IMPORTANT: to prevent *information leaks* to the NN, the model mustn't be tuned based on the test set, so a good practice is to *also* reserve a validation set.

In [None]:
num_validation_samples = 10000

Shuffle is usually appropriate (except when time is an important feature!)

In [None]:
np.random.shuffle(data)

Defines validation and training set:

In [None]:
validation_data = data[:num_validation_samples]
data = data[num_validation_samples:]

training_data = data[:]

Trains the model on the training data, and evaluates it on the validation data:

In [None]:
model = get_model()
model.train(training_data)
validation_score = model.evaluate(validation_data)

# At this point you can tune your model,
# retrain it, evaluate it, tune it again...
# using, as discussed, the validation set

Once the hyperparameters are turned, it's common to train the final model from scratch on all non-test data available

In [None]:
model = get_model()
model.train(np.concatenate([training_data,
                        validation_data]))
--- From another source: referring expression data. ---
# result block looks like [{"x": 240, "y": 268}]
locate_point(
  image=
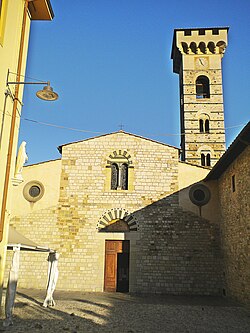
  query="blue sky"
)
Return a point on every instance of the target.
[{"x": 109, "y": 60}]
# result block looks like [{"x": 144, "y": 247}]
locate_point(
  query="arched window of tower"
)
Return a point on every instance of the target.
[
  {"x": 201, "y": 123},
  {"x": 202, "y": 87},
  {"x": 208, "y": 160},
  {"x": 114, "y": 176},
  {"x": 124, "y": 176},
  {"x": 203, "y": 160},
  {"x": 193, "y": 47},
  {"x": 211, "y": 47}
]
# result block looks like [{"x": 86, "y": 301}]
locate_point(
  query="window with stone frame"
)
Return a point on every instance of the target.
[
  {"x": 120, "y": 166},
  {"x": 206, "y": 159},
  {"x": 124, "y": 176}
]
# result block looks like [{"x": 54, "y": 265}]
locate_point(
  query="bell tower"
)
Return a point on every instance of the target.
[{"x": 197, "y": 55}]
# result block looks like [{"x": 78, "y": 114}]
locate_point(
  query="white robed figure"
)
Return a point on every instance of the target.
[{"x": 22, "y": 158}]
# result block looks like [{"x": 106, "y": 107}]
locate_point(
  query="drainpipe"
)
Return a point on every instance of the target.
[
  {"x": 13, "y": 122},
  {"x": 11, "y": 142}
]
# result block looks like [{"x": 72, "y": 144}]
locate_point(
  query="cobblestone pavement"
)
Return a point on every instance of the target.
[{"x": 114, "y": 312}]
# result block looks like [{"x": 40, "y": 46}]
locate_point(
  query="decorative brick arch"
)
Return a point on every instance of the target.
[
  {"x": 120, "y": 154},
  {"x": 116, "y": 214}
]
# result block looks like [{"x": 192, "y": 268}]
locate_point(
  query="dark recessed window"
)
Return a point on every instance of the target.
[
  {"x": 208, "y": 160},
  {"x": 34, "y": 191},
  {"x": 203, "y": 160},
  {"x": 207, "y": 126},
  {"x": 201, "y": 123},
  {"x": 199, "y": 195},
  {"x": 187, "y": 33},
  {"x": 202, "y": 87},
  {"x": 233, "y": 183}
]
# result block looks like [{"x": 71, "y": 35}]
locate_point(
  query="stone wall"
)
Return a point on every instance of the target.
[{"x": 235, "y": 227}]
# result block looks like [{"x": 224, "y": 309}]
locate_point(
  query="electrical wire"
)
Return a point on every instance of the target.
[{"x": 98, "y": 132}]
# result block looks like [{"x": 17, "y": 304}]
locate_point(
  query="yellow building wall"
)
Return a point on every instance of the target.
[{"x": 10, "y": 34}]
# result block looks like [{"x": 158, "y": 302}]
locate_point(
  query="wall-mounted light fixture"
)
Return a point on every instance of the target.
[{"x": 46, "y": 94}]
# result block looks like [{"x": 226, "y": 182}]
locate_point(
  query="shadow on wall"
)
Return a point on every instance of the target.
[{"x": 178, "y": 252}]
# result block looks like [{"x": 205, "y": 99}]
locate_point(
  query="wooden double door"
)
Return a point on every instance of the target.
[{"x": 116, "y": 277}]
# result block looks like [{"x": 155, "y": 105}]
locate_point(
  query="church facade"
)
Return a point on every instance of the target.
[{"x": 126, "y": 214}]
test_score = model.evaluate(test_data)

**Overview**

This is a very simple evaluation protocol that suffers from one flaw: if little data is available, the the validation and test sets may contain too few examples. This problem is easy to stop: if different random shuffling round of the data before splitting end up yielding very different measures of model performance, is safe to assume the sets are too small. The solutions are discussed next:

# K-fold validation

The steps as:
- split your data into K partitions of equal size. 
- For each partition i , train a model on the remaining K – 1 partitions, and evaluate it on partition i .
- Calculate the final score as the averages of the K scores obtained

In [None]:
k = 4
num_validation_samples = len(data) // k

np.random.shuffle(data)

validation_scores = []
for fold in range(k):
    validation_data = data[num_validation_samples * fold:
    num_validation_samples * (fold + 1)]
    training_data = data[:num_validation_samples * fold] +
        data[num_validation_samples * (fold + 1):]
        
    model = get_model()
    model.train(training_data)
    validation_score = model.evaluate(validation_data)
    validation_scores.append(validation_score)
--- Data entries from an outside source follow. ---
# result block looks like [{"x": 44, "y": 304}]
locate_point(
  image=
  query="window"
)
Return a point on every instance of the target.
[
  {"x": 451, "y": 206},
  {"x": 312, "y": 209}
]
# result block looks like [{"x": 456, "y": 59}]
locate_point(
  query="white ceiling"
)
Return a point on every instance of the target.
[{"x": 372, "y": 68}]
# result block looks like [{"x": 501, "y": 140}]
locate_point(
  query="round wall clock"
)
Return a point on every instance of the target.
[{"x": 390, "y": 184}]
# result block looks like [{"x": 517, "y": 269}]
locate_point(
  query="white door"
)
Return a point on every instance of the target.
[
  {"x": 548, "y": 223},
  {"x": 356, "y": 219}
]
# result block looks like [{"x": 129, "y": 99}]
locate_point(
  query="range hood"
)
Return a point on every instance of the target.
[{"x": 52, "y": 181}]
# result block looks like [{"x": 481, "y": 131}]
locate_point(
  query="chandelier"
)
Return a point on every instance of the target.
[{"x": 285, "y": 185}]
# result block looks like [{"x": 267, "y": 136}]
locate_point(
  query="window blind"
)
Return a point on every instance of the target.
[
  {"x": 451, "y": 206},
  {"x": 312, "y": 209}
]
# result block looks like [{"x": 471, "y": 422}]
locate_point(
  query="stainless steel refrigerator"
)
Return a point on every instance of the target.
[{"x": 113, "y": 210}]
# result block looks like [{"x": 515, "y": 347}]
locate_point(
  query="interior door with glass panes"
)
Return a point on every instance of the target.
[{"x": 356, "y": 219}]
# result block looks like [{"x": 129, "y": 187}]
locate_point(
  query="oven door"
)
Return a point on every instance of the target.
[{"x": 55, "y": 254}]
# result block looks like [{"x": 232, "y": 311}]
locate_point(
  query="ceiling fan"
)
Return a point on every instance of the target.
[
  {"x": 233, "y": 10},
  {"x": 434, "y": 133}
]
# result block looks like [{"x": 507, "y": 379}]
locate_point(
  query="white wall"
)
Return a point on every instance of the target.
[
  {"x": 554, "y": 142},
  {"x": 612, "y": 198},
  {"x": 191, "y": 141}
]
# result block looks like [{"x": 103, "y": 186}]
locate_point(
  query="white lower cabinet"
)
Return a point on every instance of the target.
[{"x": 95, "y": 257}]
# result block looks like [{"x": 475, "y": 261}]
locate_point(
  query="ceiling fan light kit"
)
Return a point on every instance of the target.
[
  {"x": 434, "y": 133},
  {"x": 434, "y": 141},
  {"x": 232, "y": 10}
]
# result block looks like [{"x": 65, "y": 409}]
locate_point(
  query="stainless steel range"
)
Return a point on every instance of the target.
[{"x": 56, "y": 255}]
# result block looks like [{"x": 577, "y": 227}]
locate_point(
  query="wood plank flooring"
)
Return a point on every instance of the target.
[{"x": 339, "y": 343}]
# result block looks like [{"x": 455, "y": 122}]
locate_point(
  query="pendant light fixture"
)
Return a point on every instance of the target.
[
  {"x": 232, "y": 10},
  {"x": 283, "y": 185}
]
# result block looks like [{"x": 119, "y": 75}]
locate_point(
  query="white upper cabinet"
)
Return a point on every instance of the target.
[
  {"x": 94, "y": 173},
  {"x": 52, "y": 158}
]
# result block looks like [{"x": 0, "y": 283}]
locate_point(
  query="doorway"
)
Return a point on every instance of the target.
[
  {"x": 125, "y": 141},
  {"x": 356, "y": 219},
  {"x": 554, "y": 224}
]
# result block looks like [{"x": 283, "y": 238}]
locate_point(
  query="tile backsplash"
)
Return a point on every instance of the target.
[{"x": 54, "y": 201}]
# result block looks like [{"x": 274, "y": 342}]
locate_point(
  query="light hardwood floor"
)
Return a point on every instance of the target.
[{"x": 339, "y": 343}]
validation_score = np.average(validation_scores)
model = get_model()
model.train(data)
test_score = model.evaluate(test_data)

### Iterated K-fold valdiation with shuffling
When there's relatively little data available, a good practice is to apply K-fold validation multiple times, shuffling the data every time *before* splitting in *K* ways.

The final score is the average of the scores obtained at each run of K-fold validation.

This can be expensive, as it involves training and evaluation *P x K* models (where *P* is the number of iterations used).

**IMPORTANT:** If the objective is to predict the future given the past, we must *NOT* randomly shuffle the data before splitting -> temporal leak!